A collection of papers describing implementations and use cases of Fologram.
Gwyllim Jahn, Cameron Newnham, Nick van den Berg, Matthew Beanland
The construction industry's reliance on two-dimensional documentation results in inefficiency, inconsistency, waste, human error, increased cost and the impracticality of architectural experimentation with novel form, structure, material or fabrication approaches. We describe a software platform that enables designers to create interactive holographic instructions that translate design models into intelligent processes rather than static drawings. A prototypical project to design and construct a pavilion from bent mild steel tube illustrates the use of this software to develop applications assisting with the design, fabrication, assembly and analysis of the structure. We further demonstrate that fabrication within mixed reality environments can enable unskilled construction teams to assemble complex structures in short time frames and with minimal errors, and outline possibilities for further improvements.
Benjamin Felbrich, Achim Menges, Gwyllim Jahn, Cameron Newnham
Modelling three-dimensional virtual objects in the context of architectural, product and game design requires elaborate skill in handling the respective CAD software and is often tedious. We explore the potentials of Kohonen networks, also called self-organizing maps (SOM) as a concept for intuitive 3D modelling aided through mixed reality. We effectively provide a computational "clay" that can be pulled, pushed and shaped by picking and placing control objects with an augmented reality headset. Our approach benefits from combining state of the art CAD software with GPU computation and mixed reality hardware as well as the introduction of custom SOM network topologies and arbitrary data dimensionality. The approach is demonstrated in three case studies.

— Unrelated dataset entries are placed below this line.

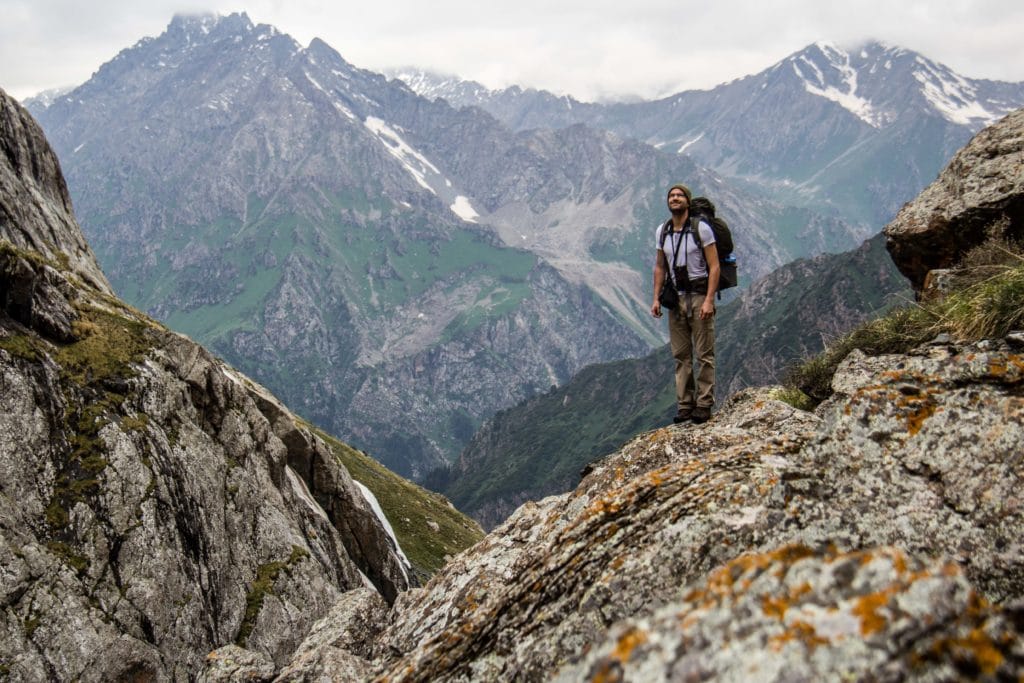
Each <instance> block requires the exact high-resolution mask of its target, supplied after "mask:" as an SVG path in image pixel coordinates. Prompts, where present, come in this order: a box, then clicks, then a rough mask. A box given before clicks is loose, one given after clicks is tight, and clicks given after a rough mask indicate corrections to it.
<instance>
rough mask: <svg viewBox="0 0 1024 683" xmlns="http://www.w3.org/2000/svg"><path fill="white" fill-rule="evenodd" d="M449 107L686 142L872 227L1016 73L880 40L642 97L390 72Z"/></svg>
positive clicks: (985, 122) (849, 219)
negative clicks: (1004, 77)
mask: <svg viewBox="0 0 1024 683" xmlns="http://www.w3.org/2000/svg"><path fill="white" fill-rule="evenodd" d="M394 75H395V76H396V77H398V78H401V79H402V80H404V81H406V82H407V83H409V84H410V87H413V88H414V89H415V90H417V91H418V92H420V93H422V94H424V95H425V96H428V97H434V98H436V97H441V98H444V99H446V100H447V101H449V102H451V103H452V104H453V105H455V106H469V105H472V106H479V108H481V109H484V110H485V111H487V112H489V113H492V114H493V115H495V116H496V117H497V118H499V119H501V120H502V121H504V122H506V123H507V124H508V125H510V126H512V127H514V128H516V129H519V130H525V129H530V128H537V127H560V126H567V125H571V124H575V123H586V124H588V125H590V126H595V127H600V128H602V129H605V130H610V131H613V132H615V133H617V134H620V135H624V136H628V137H633V138H636V139H640V140H644V141H647V142H649V143H650V144H653V145H655V146H657V147H659V148H664V150H669V151H674V152H678V153H685V154H686V155H688V156H691V157H692V158H693V159H694V160H695V161H696V162H697V163H699V164H701V165H703V166H706V167H708V168H713V169H715V170H716V171H717V172H719V173H721V174H722V175H723V176H726V177H730V178H734V179H740V178H741V179H745V180H749V181H751V182H755V183H758V184H760V185H764V186H767V187H768V188H769V190H770V191H771V193H773V194H774V195H775V196H776V197H778V198H782V199H783V201H785V202H787V203H795V204H798V205H801V206H814V207H819V208H820V207H830V208H831V210H834V211H836V212H837V213H838V214H839V215H841V216H842V217H843V218H844V219H845V220H847V221H850V222H852V223H853V224H861V225H868V226H870V227H873V228H876V229H877V228H878V227H880V226H881V225H882V224H884V223H885V222H887V221H888V220H890V219H891V218H892V216H893V215H895V213H896V210H897V209H899V207H900V206H901V205H902V204H903V203H904V202H906V201H907V200H909V199H910V198H911V197H913V196H914V195H915V194H916V193H918V191H920V190H921V189H922V188H923V187H924V186H925V185H926V184H927V183H928V182H930V181H931V180H932V179H933V178H934V177H935V175H936V174H937V173H938V171H939V169H941V168H942V165H943V164H944V163H945V162H946V161H947V160H948V159H949V157H950V156H951V155H952V153H953V152H954V151H956V150H957V148H959V147H961V146H963V145H964V144H965V143H966V142H967V140H968V139H970V137H971V135H973V134H974V133H975V132H977V131H978V130H979V129H980V128H982V127H983V126H985V125H988V124H991V123H993V122H994V121H996V120H997V119H999V118H1001V117H1002V116H1005V115H1007V114H1009V113H1010V112H1012V111H1013V110H1016V109H1018V108H1020V106H1021V105H1022V104H1024V84H1021V83H1006V82H999V81H991V80H984V79H971V78H967V77H964V76H962V75H959V74H957V73H955V72H953V71H952V70H951V69H949V68H948V67H946V66H944V65H941V63H938V62H936V61H934V60H932V59H929V58H927V57H926V56H924V55H922V54H919V53H916V52H913V51H910V50H906V49H903V48H901V47H898V46H893V45H887V44H883V43H879V42H873V41H870V42H867V43H864V44H863V45H861V46H859V47H856V48H853V49H844V48H841V47H838V46H836V45H833V44H828V43H815V44H812V45H808V46H807V47H805V48H803V49H802V50H799V51H798V52H795V53H794V54H791V55H790V56H787V57H785V58H784V59H782V60H781V61H779V62H777V63H775V65H773V66H771V67H769V68H768V69H766V70H765V71H763V72H761V73H758V74H755V75H752V76H746V77H743V78H739V79H736V80H733V81H731V82H729V83H724V84H722V85H719V86H717V87H715V88H712V89H710V90H691V91H685V92H680V93H677V94H674V95H671V96H669V97H665V98H662V99H658V100H653V101H640V102H624V103H611V104H607V103H592V102H581V101H578V100H574V99H572V98H571V97H566V96H558V95H554V94H552V93H550V92H545V91H538V90H532V89H527V90H523V89H521V88H519V87H511V88H506V89H504V90H488V89H487V88H485V87H483V86H482V85H480V84H478V83H474V82H471V81H470V82H466V81H460V80H459V79H453V78H449V77H439V76H436V75H432V74H430V73H429V72H422V71H416V70H407V71H400V72H395V74H394Z"/></svg>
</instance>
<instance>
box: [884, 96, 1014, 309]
mask: <svg viewBox="0 0 1024 683" xmlns="http://www.w3.org/2000/svg"><path fill="white" fill-rule="evenodd" d="M992 230H997V231H998V233H999V234H1000V236H1002V237H1006V238H1010V239H1014V240H1022V239H1024V110H1018V111H1016V112H1014V113H1013V114H1010V115H1008V116H1007V117H1005V118H1004V119H1001V120H1000V121H999V122H998V123H996V124H994V125H992V126H989V127H988V128H985V129H984V130H982V131H981V132H979V133H978V134H977V135H975V136H974V138H973V139H972V140H971V141H970V142H969V143H968V144H967V146H965V147H964V148H963V150H961V151H959V152H958V153H957V154H956V155H955V156H954V157H953V159H952V161H951V162H949V164H948V165H947V166H946V168H945V169H944V170H943V171H942V173H940V174H939V177H938V179H937V180H936V181H935V182H933V183H932V184H931V185H929V186H928V187H927V188H926V189H925V191H923V193H922V194H921V196H920V197H918V199H915V200H914V201H913V202H910V203H909V204H907V205H906V206H904V207H903V208H902V209H901V210H900V212H899V213H898V214H897V215H896V218H895V220H893V222H891V223H890V224H889V225H887V226H886V230H885V231H886V240H887V243H888V247H889V252H890V254H892V257H893V261H895V263H896V265H897V266H898V267H899V269H900V271H901V272H902V273H903V274H904V275H906V276H907V278H908V279H909V280H910V282H911V283H912V284H913V287H914V289H915V290H918V291H919V292H920V291H921V290H922V289H923V288H924V286H925V278H926V275H927V274H928V272H929V271H930V270H934V269H939V268H948V267H950V266H952V265H954V264H955V263H956V261H957V259H958V258H959V256H961V255H962V254H963V253H964V252H966V251H967V250H969V249H970V248H971V247H975V246H977V245H980V244H981V243H982V242H984V241H985V239H986V238H987V237H988V236H989V233H990V232H991V231H992Z"/></svg>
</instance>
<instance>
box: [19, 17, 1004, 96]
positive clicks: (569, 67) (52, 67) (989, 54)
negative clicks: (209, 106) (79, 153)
mask: <svg viewBox="0 0 1024 683" xmlns="http://www.w3.org/2000/svg"><path fill="white" fill-rule="evenodd" d="M234 11H245V12H247V13H248V14H249V16H250V18H251V19H252V20H253V22H254V23H256V24H270V25H272V26H274V27H276V28H278V29H279V30H281V31H282V32H284V33H287V34H289V35H291V36H292V37H293V38H295V39H296V40H298V41H299V42H300V43H302V44H303V45H308V44H309V41H310V40H311V39H312V38H314V37H318V38H322V39H323V40H324V41H326V42H327V43H328V44H330V45H331V46H332V47H334V48H335V49H336V50H338V52H340V53H341V55H342V56H343V57H344V58H345V59H347V60H348V61H350V62H352V63H353V65H355V66H356V67H361V68H364V69H371V70H375V71H382V70H385V69H387V68H396V67H403V66H416V67H420V68H424V69H429V70H432V71H439V72H443V73H449V74H454V75H458V76H461V77H463V78H468V79H473V80H477V81H480V82H481V83H483V84H484V85H487V86H489V87H493V88H498V87H505V86H508V85H513V84H517V85H522V86H532V87H538V88H545V89H548V90H552V91H554V92H557V93H561V94H571V95H573V96H575V97H578V98H580V99H585V100H594V99H603V98H622V97H631V96H640V97H654V96H659V95H666V94H670V93H672V92H677V91H679V90H684V89H689V88H708V87H712V86H714V85H717V84H719V83H722V82H725V81H729V80H732V79H734V78H739V77H742V76H746V75H749V74H753V73H757V72H759V71H761V70H763V69H765V68H767V67H769V66H771V65H772V63H774V62H775V61H778V60H779V59H781V58H782V57H784V56H786V55H787V54H791V53H792V52H796V51H797V50H799V49H801V48H803V47H805V46H806V45H808V44H810V43H813V42H815V41H826V42H833V43H837V44H839V45H841V46H848V47H849V46H854V45H856V44H858V43H860V42H863V41H865V40H867V39H877V40H882V41H884V42H887V43H890V44H893V45H899V46H900V47H906V48H909V49H912V50H916V51H919V52H922V53H923V54H925V55H926V56H928V57H931V58H932V59H935V60H937V61H941V62H943V63H945V65H947V66H948V67H951V68H952V69H953V70H954V71H956V72H958V73H959V74H962V75H964V76H968V77H971V78H989V79H997V80H1009V81H1024V49H1022V48H1021V43H1022V42H1024V41H1022V37H1024V2H1022V1H1021V0H974V1H972V0H927V1H921V2H918V1H904V0H845V1H842V2H839V3H831V2H826V1H824V0H763V1H762V2H757V0H741V1H733V0H715V1H709V0H702V1H701V2H691V1H690V0H616V1H614V2H611V1H606V0H589V1H586V2H585V1H583V0H512V1H509V0H504V1H503V2H500V3H496V4H495V6H488V5H487V4H486V3H483V2H480V1H479V0H472V1H471V0H427V1H426V2H410V1H407V0H392V1H391V2H388V1H387V0H383V1H381V0H376V1H375V0H359V1H358V2H350V1H349V0H331V1H322V0H252V1H250V2H248V3H247V4H245V5H240V4H238V3H237V2H234V1H232V0H130V1H129V0H91V1H90V2H88V3H83V2H82V1H81V0H0V87H2V88H3V89H5V90H6V91H7V92H9V93H10V94H11V95H13V96H15V97H17V98H25V97H28V96H30V95H33V94H36V93H38V92H39V91H41V90H44V89H48V88H54V87H62V86H69V85H78V84H80V83H83V82H84V81H86V80H88V78H89V77H90V76H91V75H92V73H93V72H95V71H96V70H97V69H98V68H99V66H100V65H102V63H103V62H105V61H108V60H110V59H111V58H112V57H114V56H115V55H116V54H117V53H118V52H119V51H121V50H122V49H124V48H126V47H129V46H131V45H133V44H134V43H136V42H137V41H138V40H139V39H141V38H143V37H145V36H157V35H159V34H161V33H163V31H164V30H165V29H166V27H167V25H168V24H169V23H170V20H171V17H172V16H173V15H174V14H175V13H182V12H183V13H196V12H215V13H219V14H227V13H230V12H234Z"/></svg>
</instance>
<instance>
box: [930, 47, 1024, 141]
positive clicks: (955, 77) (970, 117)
mask: <svg viewBox="0 0 1024 683" xmlns="http://www.w3.org/2000/svg"><path fill="white" fill-rule="evenodd" d="M913 78H914V79H915V80H916V81H918V82H919V83H921V91H922V94H924V95H925V98H926V99H928V101H929V102H931V104H932V106H934V108H935V109H936V110H938V112H939V113H940V114H942V116H944V117H945V118H946V119H948V120H949V121H952V122H953V123H958V124H962V125H965V126H970V125H978V124H980V125H982V126H987V125H989V124H991V123H994V122H995V121H996V119H998V118H1000V117H1001V116H1002V115H1004V114H1006V112H992V111H990V110H989V109H987V108H986V106H985V105H984V104H983V103H982V102H981V98H980V97H979V95H978V89H977V88H976V87H975V85H974V84H972V83H971V82H970V81H968V80H967V79H965V78H964V77H963V76H961V75H959V74H956V73H954V72H953V71H951V70H949V69H947V68H946V67H943V66H942V65H937V63H935V62H934V61H930V60H928V59H925V58H924V57H922V56H918V57H916V58H915V59H914V69H913Z"/></svg>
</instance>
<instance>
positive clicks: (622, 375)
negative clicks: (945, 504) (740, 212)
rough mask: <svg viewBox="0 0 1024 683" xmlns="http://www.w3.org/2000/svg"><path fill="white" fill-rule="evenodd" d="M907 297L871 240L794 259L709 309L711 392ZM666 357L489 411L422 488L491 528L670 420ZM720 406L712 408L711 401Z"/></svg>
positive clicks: (752, 381)
mask: <svg viewBox="0 0 1024 683" xmlns="http://www.w3.org/2000/svg"><path fill="white" fill-rule="evenodd" d="M912 299H913V293H912V291H911V290H910V287H909V285H908V284H907V282H906V280H905V279H904V278H903V275H902V274H901V273H900V271H899V270H898V269H897V267H896V266H895V264H893V262H892V259H890V258H889V256H888V253H887V251H886V240H885V238H884V236H883V234H882V233H879V234H877V236H876V237H873V238H871V239H870V240H868V241H866V242H865V243H864V244H863V245H861V246H860V247H859V248H857V249H855V250H852V251H850V252H845V253H842V254H822V255H819V256H817V257H815V258H812V259H798V260H796V261H793V262H792V263H787V264H786V265H784V266H782V267H780V268H778V269H777V270H775V271H774V272H772V273H771V274H769V275H766V276H765V278H762V279H761V280H759V281H758V282H757V283H755V284H754V285H752V286H751V287H750V288H749V290H748V291H745V292H743V293H742V294H741V295H740V296H739V297H737V298H736V299H735V300H733V301H731V302H729V303H728V304H726V305H724V306H722V307H721V309H720V310H719V312H718V313H717V319H716V347H717V348H716V351H717V352H716V369H717V372H716V375H717V382H718V384H717V387H716V392H717V393H718V395H719V396H721V397H722V398H723V399H726V398H728V397H729V396H730V395H732V394H733V393H735V392H738V391H740V390H742V389H744V388H746V387H752V386H765V385H776V384H778V383H779V382H781V381H782V380H783V378H784V375H785V373H786V369H787V367H788V366H790V365H791V364H793V362H796V361H798V360H800V359H802V358H806V357H809V356H812V355H814V354H816V353H818V352H820V351H821V350H822V348H823V347H824V346H825V345H826V344H827V343H828V342H829V341H830V340H835V339H837V338H839V337H840V336H842V335H843V334H844V333H845V332H847V331H849V330H850V329H852V328H853V327H855V326H856V325H857V324H859V323H861V322H863V321H865V319H869V318H871V317H874V316H877V315H879V314H881V313H882V312H883V311H885V310H886V309H887V308H889V307H891V306H893V305H894V304H900V303H906V302H907V301H911V300H912ZM672 364H673V359H672V351H671V350H670V348H669V346H668V345H665V346H663V347H660V348H658V349H655V350H654V351H653V352H651V353H650V354H648V355H647V356H644V357H641V358H630V359H627V360H617V361H611V362H606V364H600V365H595V366H591V367H589V368H587V369H586V370H584V371H583V372H581V373H579V374H578V375H577V376H574V377H573V378H572V379H571V380H570V381H569V382H568V383H566V384H565V385H563V386H560V387H557V388H553V389H552V390H551V391H548V392H546V393H543V394H541V395H538V396H535V397H532V398H529V399H527V400H525V401H523V402H521V403H519V404H518V405H515V407H513V408H510V409H507V410H504V411H501V412H499V413H498V414H497V415H495V417H493V418H490V419H489V420H487V421H486V422H485V423H484V424H483V426H482V427H481V428H480V430H479V431H478V432H477V433H476V434H474V436H473V439H472V440H471V441H470V443H469V445H468V446H466V450H465V451H464V452H463V454H462V456H461V457H460V459H459V462H458V463H456V464H455V465H454V466H452V467H447V468H443V469H441V470H440V471H437V472H433V473H432V474H431V475H430V476H428V477H427V479H426V480H425V483H426V484H427V485H428V487H430V488H432V489H435V490H438V492H441V493H442V494H444V495H445V496H446V497H447V498H450V499H451V500H452V502H453V503H455V505H456V506H457V507H458V508H459V509H460V510H462V511H463V512H465V513H466V514H469V515H471V516H472V517H473V518H474V519H476V520H477V521H479V522H480V523H481V524H482V525H483V526H484V528H487V529H489V528H494V527H495V526H497V525H498V524H500V523H501V522H503V521H504V520H505V518H506V517H507V516H508V515H510V514H512V513H513V512H514V511H515V510H516V508H518V507H519V506H520V505H522V504H523V503H525V502H526V501H538V500H541V499H543V498H545V497H547V496H551V495H555V494H560V493H563V492H565V490H569V489H571V488H572V487H574V486H575V485H577V484H578V483H579V482H580V479H581V478H582V476H583V474H584V473H585V472H586V471H587V469H588V467H589V465H590V463H592V462H594V461H595V460H596V459H598V458H600V457H601V456H603V455H604V454H606V453H609V452H611V451H614V450H616V449H618V447H620V446H622V444H623V443H625V442H627V441H628V440H630V439H631V438H633V436H634V435H635V434H637V433H639V432H644V431H649V430H652V429H656V428H657V427H658V426H662V425H666V424H669V423H670V421H671V419H672V416H673V415H674V414H675V412H676V408H677V407H676V387H675V380H674V376H673V373H672ZM723 402H724V401H723Z"/></svg>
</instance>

Gregory Quinn, Adrian Geleazzi, Fabian Schneider, Christoph Gengnagel
This paper presents Virtual Reality Structures (StructVR), an immersive virtual environment designed to engage, educate and entertain users via virtual physical interaction with digital structural systems which display immediate visual feedback on structural deformations, internal forces and reactions. Interaction with pre-set demos as well as a creative sandbox mode provide an environment which can help users significantly to develop their understanding of and intuition for structural behaviour and theory. The implications of this prototype which combines the geometric strengths of Rhino / Grasshopper, the simulation speed and precision of dynamic relaxation solver Kangaroo as well as the rendering and design capabilities of Unity are far reaching. This paper presents a proof-of-concept prototype and discusses its technical realisation.